The statement serves as a warning directed to both “Main Street” investors and market professionals and concludes that most tokens sold in ICOs to date are likely securities under US law.
Warning to “Main Street” investors: ask questions, demand answers
Clayton begins his statement with a general warning on cryptocurrency and ICO markets directed towards “Main Street” investors, including basic advice to potential investors, such as “please ask questions and demand clear answers.”
He also notes the particular risks of investing in crypto and ICOs, notably the fact that invested funds are often moved overseas. As Clayton warns, this makes it harder for national regulatory bodies, such as the SEC, to protect investors from fraud and “bad actors.”
To market professionals: a security is a security, no matter what you call it
The second section of Clayton’s statement is addressed to market professionals, including securities lawyers, accountants and consultants, and emphasizes their responsibility to protect investors. He encourages professionals to carefully consider each asset case, whether it’s called a token, currency or coin, to determine whether or not it is a security in the US.
Clayton notes that the content of the transaction is more important than the form in determining if an investment is a security. Whatever a token, coin or currency is called, each one must be looked at on a case by case basis to determine its status under US securities laws. As follows, assets determined to be securities in the US must register with the SEC to comply with US law or face the consequences.

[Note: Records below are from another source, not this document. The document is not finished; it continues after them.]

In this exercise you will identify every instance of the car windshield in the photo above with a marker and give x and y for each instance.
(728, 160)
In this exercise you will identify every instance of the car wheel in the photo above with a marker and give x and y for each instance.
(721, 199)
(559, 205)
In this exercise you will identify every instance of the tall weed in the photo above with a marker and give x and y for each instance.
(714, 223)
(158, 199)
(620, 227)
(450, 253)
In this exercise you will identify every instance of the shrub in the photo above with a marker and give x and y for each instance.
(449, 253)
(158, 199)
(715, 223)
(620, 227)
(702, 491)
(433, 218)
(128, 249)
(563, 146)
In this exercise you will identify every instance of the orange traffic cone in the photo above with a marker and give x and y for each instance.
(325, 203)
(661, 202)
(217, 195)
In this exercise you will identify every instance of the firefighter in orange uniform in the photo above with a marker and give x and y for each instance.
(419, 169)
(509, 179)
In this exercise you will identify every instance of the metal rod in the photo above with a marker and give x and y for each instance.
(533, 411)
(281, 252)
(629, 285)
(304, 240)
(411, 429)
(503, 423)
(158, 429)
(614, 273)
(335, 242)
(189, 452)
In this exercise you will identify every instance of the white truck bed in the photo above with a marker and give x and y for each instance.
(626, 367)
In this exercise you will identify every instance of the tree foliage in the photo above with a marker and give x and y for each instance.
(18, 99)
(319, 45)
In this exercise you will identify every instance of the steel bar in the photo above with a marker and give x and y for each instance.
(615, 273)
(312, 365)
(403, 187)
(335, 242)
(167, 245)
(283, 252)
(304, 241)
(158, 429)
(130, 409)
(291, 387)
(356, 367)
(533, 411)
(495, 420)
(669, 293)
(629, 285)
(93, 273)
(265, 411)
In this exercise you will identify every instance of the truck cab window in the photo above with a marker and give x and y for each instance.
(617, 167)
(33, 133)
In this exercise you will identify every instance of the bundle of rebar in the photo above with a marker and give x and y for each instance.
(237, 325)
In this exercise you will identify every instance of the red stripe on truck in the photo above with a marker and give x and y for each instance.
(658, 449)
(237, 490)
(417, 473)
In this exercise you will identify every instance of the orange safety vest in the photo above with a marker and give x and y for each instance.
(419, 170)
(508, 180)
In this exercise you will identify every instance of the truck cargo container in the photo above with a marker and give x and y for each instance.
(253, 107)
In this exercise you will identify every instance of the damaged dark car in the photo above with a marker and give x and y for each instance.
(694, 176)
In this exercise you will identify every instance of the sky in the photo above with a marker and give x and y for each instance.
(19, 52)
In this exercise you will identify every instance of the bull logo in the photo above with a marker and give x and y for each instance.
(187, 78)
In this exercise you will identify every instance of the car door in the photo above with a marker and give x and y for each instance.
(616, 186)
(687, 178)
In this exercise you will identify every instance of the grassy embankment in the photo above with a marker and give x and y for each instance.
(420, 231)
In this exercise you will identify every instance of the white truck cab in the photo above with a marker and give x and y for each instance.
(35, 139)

According to the SEC, an offer would be considered a security if it is an “investment of money in a common enterprise with a reasonable expectation of profits to be derived from the entrepreneurial or managerial efforts of others.”

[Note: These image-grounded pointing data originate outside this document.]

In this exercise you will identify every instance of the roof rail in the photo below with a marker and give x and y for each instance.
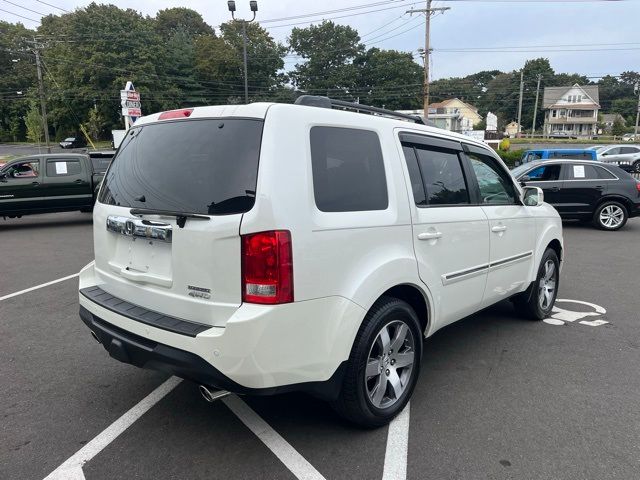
(326, 102)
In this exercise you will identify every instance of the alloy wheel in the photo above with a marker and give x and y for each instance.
(389, 364)
(611, 216)
(547, 285)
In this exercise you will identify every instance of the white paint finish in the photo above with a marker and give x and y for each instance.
(72, 467)
(395, 458)
(289, 456)
(53, 282)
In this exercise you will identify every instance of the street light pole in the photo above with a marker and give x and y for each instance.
(231, 4)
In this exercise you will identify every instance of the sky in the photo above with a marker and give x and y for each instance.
(590, 37)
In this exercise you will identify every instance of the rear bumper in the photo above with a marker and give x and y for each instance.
(262, 349)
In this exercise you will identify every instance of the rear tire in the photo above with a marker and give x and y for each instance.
(610, 216)
(537, 302)
(383, 366)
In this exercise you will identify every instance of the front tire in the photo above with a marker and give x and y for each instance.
(537, 302)
(610, 216)
(383, 366)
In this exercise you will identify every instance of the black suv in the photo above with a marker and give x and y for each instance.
(585, 190)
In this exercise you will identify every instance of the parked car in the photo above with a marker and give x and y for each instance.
(545, 154)
(626, 157)
(73, 142)
(317, 260)
(49, 183)
(600, 192)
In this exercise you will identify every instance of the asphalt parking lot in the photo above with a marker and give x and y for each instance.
(499, 397)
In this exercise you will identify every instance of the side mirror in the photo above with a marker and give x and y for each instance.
(532, 196)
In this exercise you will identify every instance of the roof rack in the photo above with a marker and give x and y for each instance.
(326, 102)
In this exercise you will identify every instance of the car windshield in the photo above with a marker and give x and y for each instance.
(205, 167)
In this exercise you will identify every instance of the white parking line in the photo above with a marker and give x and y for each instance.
(71, 469)
(288, 455)
(395, 458)
(11, 295)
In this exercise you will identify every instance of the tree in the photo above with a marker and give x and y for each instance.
(328, 51)
(618, 127)
(33, 123)
(388, 78)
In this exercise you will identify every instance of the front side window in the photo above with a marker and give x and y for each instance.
(63, 167)
(495, 185)
(545, 173)
(442, 175)
(205, 167)
(348, 170)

In Clayton’s view, most tokens offered in ICOs to date fall under this definition, whether or not they have “utility” functions as well:
“By and large, the structures of initial coin offerings that I have seen promoted involve the offer and sale of securities and directly implicate the securities registration requirements and other investor protection provisions of our federal securities laws. Generally speaking, these laws provide that investors deserve to know what they are investing in and the relevant risks involved.”
Despite this fact, so far no ICOs have registered with the SEC, as Clayton points out.

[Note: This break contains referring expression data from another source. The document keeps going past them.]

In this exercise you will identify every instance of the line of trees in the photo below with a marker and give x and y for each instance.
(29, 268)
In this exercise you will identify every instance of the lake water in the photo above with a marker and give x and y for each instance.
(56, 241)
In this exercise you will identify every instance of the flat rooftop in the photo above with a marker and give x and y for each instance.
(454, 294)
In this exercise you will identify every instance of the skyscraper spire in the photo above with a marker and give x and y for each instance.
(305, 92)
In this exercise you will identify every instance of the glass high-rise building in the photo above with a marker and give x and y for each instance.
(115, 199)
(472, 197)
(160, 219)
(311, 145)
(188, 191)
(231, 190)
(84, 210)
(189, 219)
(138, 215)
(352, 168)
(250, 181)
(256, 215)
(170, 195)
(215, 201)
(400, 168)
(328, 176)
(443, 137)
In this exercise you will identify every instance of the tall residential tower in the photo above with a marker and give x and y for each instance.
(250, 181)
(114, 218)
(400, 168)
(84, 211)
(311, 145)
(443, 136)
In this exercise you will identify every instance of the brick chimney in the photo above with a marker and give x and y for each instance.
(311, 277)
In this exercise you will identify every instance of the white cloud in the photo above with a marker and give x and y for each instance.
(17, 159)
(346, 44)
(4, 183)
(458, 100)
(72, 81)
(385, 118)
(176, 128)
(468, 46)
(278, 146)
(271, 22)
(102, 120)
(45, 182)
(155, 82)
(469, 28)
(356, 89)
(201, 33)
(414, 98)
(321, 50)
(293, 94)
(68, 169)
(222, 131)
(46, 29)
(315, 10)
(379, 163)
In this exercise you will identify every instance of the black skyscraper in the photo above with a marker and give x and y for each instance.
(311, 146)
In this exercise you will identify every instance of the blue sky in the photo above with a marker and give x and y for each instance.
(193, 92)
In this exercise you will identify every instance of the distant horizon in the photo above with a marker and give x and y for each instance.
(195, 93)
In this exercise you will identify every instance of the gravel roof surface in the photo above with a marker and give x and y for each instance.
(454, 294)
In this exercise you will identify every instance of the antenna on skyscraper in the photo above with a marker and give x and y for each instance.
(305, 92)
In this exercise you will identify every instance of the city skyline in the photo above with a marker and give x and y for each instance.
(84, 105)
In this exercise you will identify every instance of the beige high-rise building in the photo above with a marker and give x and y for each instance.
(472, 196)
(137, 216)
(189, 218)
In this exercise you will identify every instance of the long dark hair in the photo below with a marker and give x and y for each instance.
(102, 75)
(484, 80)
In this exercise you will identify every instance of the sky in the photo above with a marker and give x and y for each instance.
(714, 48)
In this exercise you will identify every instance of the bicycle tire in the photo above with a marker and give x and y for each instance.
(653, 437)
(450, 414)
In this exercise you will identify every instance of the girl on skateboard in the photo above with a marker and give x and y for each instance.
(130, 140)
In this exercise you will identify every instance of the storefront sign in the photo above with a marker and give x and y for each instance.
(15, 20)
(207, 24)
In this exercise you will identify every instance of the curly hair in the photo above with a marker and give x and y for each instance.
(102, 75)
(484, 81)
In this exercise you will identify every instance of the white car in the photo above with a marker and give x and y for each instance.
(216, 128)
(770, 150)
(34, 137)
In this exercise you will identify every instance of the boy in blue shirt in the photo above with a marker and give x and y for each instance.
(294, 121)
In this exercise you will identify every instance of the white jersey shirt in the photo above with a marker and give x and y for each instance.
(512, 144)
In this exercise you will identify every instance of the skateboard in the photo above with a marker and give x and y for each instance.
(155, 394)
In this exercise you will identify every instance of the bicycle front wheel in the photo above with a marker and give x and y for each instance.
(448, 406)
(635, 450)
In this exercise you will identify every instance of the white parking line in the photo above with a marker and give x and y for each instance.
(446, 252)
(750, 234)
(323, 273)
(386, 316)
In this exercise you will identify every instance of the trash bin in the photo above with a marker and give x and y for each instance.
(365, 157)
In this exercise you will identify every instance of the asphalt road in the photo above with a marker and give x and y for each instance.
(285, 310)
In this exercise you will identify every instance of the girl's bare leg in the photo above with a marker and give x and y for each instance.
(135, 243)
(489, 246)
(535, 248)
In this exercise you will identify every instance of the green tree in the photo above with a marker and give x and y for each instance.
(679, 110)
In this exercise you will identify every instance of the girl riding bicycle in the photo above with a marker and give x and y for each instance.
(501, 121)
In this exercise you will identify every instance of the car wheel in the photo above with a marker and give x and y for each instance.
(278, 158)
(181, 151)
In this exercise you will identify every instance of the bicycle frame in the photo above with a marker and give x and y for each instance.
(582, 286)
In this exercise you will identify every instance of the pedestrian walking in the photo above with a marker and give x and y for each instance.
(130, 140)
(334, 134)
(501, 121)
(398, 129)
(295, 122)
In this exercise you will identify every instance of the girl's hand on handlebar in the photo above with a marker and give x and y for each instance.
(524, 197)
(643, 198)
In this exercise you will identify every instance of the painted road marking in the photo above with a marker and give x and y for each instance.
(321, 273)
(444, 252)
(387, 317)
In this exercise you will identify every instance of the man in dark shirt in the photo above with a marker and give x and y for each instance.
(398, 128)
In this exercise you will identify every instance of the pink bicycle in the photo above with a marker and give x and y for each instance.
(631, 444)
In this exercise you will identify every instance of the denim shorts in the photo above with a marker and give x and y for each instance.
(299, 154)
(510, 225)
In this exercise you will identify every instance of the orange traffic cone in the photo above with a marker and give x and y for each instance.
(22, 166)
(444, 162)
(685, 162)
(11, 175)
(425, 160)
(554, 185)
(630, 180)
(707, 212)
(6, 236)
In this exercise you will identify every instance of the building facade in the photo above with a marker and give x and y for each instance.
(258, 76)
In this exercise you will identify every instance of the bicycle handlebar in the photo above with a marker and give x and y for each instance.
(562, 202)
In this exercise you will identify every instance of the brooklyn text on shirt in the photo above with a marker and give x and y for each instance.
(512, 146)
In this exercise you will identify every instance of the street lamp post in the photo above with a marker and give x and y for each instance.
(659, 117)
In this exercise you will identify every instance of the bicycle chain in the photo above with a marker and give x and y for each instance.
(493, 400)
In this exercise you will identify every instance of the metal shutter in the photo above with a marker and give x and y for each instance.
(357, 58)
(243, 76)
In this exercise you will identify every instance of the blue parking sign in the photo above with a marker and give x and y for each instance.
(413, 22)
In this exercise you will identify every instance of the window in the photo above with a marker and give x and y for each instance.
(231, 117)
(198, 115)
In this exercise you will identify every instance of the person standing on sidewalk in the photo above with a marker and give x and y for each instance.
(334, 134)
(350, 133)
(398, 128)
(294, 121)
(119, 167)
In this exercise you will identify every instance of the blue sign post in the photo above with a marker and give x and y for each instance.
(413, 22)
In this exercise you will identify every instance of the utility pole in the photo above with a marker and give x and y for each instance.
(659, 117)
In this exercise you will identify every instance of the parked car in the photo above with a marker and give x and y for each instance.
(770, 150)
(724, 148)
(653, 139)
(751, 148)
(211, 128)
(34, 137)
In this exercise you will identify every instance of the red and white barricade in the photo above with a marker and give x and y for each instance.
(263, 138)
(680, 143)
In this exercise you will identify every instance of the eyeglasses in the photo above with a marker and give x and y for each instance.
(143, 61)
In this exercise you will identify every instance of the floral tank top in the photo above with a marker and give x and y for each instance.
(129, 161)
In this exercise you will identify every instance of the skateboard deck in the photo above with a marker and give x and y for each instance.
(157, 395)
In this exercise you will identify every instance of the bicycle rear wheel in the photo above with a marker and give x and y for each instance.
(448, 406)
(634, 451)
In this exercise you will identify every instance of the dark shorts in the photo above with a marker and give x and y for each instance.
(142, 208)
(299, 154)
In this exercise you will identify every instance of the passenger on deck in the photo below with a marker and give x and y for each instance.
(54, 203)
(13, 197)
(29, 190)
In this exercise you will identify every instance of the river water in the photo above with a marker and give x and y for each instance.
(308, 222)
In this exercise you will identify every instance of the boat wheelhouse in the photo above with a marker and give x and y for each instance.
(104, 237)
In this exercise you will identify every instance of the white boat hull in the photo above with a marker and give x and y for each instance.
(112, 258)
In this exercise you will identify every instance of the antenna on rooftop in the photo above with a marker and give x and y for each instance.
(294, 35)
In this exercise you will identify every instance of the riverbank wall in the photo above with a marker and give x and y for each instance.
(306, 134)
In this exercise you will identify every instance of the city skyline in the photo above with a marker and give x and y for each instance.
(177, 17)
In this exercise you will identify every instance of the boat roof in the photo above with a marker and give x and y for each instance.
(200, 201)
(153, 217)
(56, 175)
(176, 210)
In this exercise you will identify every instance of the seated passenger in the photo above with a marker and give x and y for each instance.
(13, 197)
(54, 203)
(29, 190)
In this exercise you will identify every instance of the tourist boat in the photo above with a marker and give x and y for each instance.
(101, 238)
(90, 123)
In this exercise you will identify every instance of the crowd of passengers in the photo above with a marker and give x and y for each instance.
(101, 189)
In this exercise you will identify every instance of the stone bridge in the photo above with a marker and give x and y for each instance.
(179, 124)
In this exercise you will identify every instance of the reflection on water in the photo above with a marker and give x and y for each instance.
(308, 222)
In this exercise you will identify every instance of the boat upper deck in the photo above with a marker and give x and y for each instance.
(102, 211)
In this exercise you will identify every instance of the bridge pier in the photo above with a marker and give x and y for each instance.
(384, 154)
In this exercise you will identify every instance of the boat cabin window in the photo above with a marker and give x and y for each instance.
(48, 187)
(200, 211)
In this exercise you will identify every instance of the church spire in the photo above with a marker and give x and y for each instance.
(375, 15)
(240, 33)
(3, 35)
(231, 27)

The conclusion: ICOs could be a good thing, but must be regulated
It is worth noting that Clayton begins his address to market professionals with a positive statement on ICOs, saying:
“I believe that initial coin offerings – whether they represent offerings of securities or not – can be effective ways for entrepreneurs and others to raise funding, including for innovative projects.”
However, he then goes on to detail the particular risks of investing in ICOs. As investing in both ICOs and cryptocurrencies proliferates, the SEC will remain committed to enforcing securities laws in the US. On the topic of enforcement, Clayton stated:
“I have asked the SEC’s Division of Enforcement to continue to police this area vigorously and recommend enforcement actions against those that conduct initial coin offerings in violation of the federal securities laws.”
What all this means for investors
Bottom line, Clayton’s statеment is a plea to all investors to use caution and common sense when in investing in cryptocurrency and ICOs. Ultimately, however, the SEC governs only US citizens, so Clayton’s warnings apply specifically to either US investors or companies or those looking to transact with US citizens.
Back in July, the SEC reminded investors that they themselves are also responsible for complying with US law: in order to legally invest in unregistered securities, US securities laws require you to be an accredited investor or meet certain net worth or income requirements.
The SEC’s latest conclusion that most tokens sold in ICOs to date are securities under US law means that ICOs based outside the US will likely continue to forbid US citizens from participating in their token sales in order to avoid the question of SEC registration.
On the other hand, in order to legally include US citizens in their fundraising efforts, perhaps ICOs will finally begin to register with SEC, when necessary.